Truth includes everything that actually objectively exists, in the exact way that it actually exists. This aspect is mathematical, precise, and completely devoid of subjectivity. It is symbolically associated with winter, stars, the colors blue and silver, and all the hard sciences as well as math.

Beauty includes feelings, dreams, hopes, personality, meaning. This aspect is numinous, charged with emotion, and fantastic. It is symbolically associated with summer, roses, the colors green and gold, and all the arts, especially poetry and especially especially music.

The world is a gradual and halting attempt to integrate Truth and Beauty, and humans are the interface points at which the integration takes place. Humans join Truth to Beauty by bringing beautiful things into existence or interpreting existing things in such a way as to make them beautiful.
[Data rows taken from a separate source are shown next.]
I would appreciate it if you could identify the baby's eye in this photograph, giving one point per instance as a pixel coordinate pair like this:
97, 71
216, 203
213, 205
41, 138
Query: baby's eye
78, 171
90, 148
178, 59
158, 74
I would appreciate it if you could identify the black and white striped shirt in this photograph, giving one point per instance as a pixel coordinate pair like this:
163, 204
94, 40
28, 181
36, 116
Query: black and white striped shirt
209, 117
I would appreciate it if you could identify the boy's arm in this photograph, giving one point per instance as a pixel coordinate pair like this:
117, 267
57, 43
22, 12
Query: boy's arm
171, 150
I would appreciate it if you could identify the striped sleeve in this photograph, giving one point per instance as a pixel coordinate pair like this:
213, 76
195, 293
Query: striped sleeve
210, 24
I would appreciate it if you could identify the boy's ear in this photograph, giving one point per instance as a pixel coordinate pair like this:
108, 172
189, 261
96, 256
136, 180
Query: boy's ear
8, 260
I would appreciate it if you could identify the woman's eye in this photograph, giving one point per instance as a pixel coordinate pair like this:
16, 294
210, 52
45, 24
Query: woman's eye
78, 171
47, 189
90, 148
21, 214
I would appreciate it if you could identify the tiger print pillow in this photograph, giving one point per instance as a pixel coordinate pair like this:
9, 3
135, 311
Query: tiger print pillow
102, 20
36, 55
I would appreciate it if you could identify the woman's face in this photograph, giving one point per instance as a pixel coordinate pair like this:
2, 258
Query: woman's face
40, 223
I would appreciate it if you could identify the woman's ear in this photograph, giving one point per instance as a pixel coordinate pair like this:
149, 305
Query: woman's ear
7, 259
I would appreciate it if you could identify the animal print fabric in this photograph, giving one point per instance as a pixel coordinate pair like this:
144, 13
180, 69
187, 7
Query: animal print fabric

The pattern of integration of Truth and Beauty is self-similar at every level. That is, each individual object is its own attempt to integrate the two aspects; completion of this task perfects the objects (it’s maybe a little teleological). Completion of the integration at the highest level perfects the world, causing it to become a manifestation of God.

Truth is symbolized as a star, Beauty as a spiral; the national flag, the Star and Spiral, combines both

This philosophy cashes out into a formalization of two different ways of looking at things, the Elith-mirta and Ainai-mirta (Perspective of Truth and Perspective of Beauty). The sumurhe religion itself is a perfect example. In the Elith-mirta, it is a useful metaphor for the fact that some things are easier to understand using mathematics and other things are easy to understand using native anthropomorphic intuitions, as well as a recognition that religion promotes psychic health and strengthens community ties. In the Ainai-mirta, Truth and Beauty are literal anthropomorphic deities (the god Elith and the goddess Ainai) who are worshiped through prayer and sacrifice and invoked for strength in times of need.

It is considered somewhere between bad form and heresy to mix up these perspectives or try to apply one to the other. To claim that what one wishes were true actually is true is a heresy, an attempt to subordinate the god Elith to the goddess Ainai. But to claim that what is true is beautiful or acceptable or just when it isn’t is equally heretical and also an insult to a goddess. Relativism, the idea that there is no Truth and everything should be viewed through Ainai-mirta, is an especially despicable heresy.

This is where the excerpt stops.